Fine-tuning for downstream tasks

This tutorial demonstrates how to fine-tune DreaMS for a downstream task involving 10 molecular properties, including logP, quantitative estimation of drug-likeness, and synthetic accessibility, among others. We’ll use the MassSpecGym dataset, which has been split using Murcko histograms (as detailed in the previous tutorial; can be downloaded from Hugging Face Hub). To fine-tune DreaMS, one needs to run the fine_tune.sh script located in the DreaMS/dreams/training folder. The content of this script is shown in the following code snippet.

#!/bin/bash
#SBATCH --job-name DreaMS_fine-tuning
#SBATCH --account OPEN-29-57
#SBATCH --partition qgpu
#SBATCH --nodes 1
#SBATCH --gpus 8
#SBATCH --time 10:00:00

# Activate conda environment
eval "$(conda shell.bash hook)"
conda activate dreams

# Export project definitions
$(python -c "from dreams.definitions import export; export()")

# Move to running dir
cd "${DREAMS_DIR}" || exit 3

# Run the training script
# Replace `python3 training/train.py` with `srun --export=ALL --preserve-env python3 training/train.py \`
# when executing on a SLURM cluster via `sbatch`.
python3 training/train.py \
 --project_name MolecularProperties \
 --job_key "my_run_name" \
 --run_name "my_run_name" \
 --train_objective mol_props \
 --train_regime fine-tuning \
 --dataset_pth "${DATA_DIR}/MassSpecGym_MurckoHist_split.hdf5" \
 --dformat A \
 --model DreaMS \
 --lr 3e-5 \
 --batch_size 64 \
 --prec_intens 1.1 \
 --num_devices 8 \
 --max_epochs 103 \
 --log_every_n_steps 5 \
 --head_depth 1 \
 --seed 3407 \
 --train_precision 64   \
 --pre_trained_pth "${PRETRAINED}/ssl_model.ckpt" \
 --val_check_interval 0.1 \
 --max_peaks_n 100 \
 --save_top_k -1

There are several important points to note here.

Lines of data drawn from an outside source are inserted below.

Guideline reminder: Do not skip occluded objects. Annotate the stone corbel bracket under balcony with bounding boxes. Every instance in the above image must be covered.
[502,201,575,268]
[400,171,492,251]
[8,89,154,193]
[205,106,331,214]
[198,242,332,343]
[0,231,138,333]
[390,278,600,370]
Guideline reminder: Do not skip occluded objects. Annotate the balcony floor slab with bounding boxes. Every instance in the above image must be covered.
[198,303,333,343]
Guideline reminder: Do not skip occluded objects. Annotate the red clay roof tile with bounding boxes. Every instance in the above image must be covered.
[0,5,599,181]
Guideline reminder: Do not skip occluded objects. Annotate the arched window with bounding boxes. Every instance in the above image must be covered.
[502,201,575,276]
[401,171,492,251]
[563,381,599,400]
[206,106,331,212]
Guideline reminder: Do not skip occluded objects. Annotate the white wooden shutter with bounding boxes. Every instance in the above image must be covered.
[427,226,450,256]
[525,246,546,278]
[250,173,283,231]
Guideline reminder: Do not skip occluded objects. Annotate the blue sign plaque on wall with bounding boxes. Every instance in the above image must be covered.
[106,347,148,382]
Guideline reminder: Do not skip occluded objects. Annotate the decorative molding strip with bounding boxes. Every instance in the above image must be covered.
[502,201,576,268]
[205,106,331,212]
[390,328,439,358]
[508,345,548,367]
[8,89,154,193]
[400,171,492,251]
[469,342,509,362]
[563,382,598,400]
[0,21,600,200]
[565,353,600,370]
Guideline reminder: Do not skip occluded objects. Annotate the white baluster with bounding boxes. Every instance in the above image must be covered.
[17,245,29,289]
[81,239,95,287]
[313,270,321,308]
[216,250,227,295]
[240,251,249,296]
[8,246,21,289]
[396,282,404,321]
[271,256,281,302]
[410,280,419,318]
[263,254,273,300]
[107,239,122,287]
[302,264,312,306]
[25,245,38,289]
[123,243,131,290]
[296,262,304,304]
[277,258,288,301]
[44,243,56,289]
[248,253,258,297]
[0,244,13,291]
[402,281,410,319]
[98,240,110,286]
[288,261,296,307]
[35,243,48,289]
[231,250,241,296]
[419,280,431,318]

The header of the file specifies the job name, account, partition, nodes, GPUs, and time. This is used by the SLURM scheduler to allocate resources for the job when submitted to a SLURM cluster via sbatch training/pre_train.sh. Importantly, to run the training script on a SLURM cluster, you need to replace python3 training/train.py with srun --export=ALL --preserve-env python3 training/train.py \ when executing the script via sbatch. If your cluster uses a different scheduler (e.g., PBS), you can modify the header to suit your needs. Note, that the #SBATCH commands are ignored when the script is run locally or on a non-SLURM cluster.
The script activates the dreams conda environment and exports the project definitions. This ensures that the training script can access the project’s configurations. Therefore, the dreams conda environment needs to be installed beforehand (according to Getting started section of the documentation).
The --dataset_pth specifies the path to the training dataset. In this tutorial, we use the dataset, which can be downloaded from the GeMS Hugging Face Hub repository.
The --train_objective mol_props specifies the training objective as molecular properties prediction. This tells the training script to generate molecular properties for each molecule as trainign labels. To train DreaMS on other tasks, one needs to either specify a different available objective (e.g., has_F for fluorine detection) or to implement a custom objective. The implementation of custom objectives necessiates one to write a custom class inherited from the `FineTuningHead <https://dreams-docs.readthedocs.io/en/latest/dreams.models.heads.html>`__.
It is recommended to sign up for a WandB account and log in via the command line using wandb login. This allows you to monitor the training progress and inspect the model’s performance.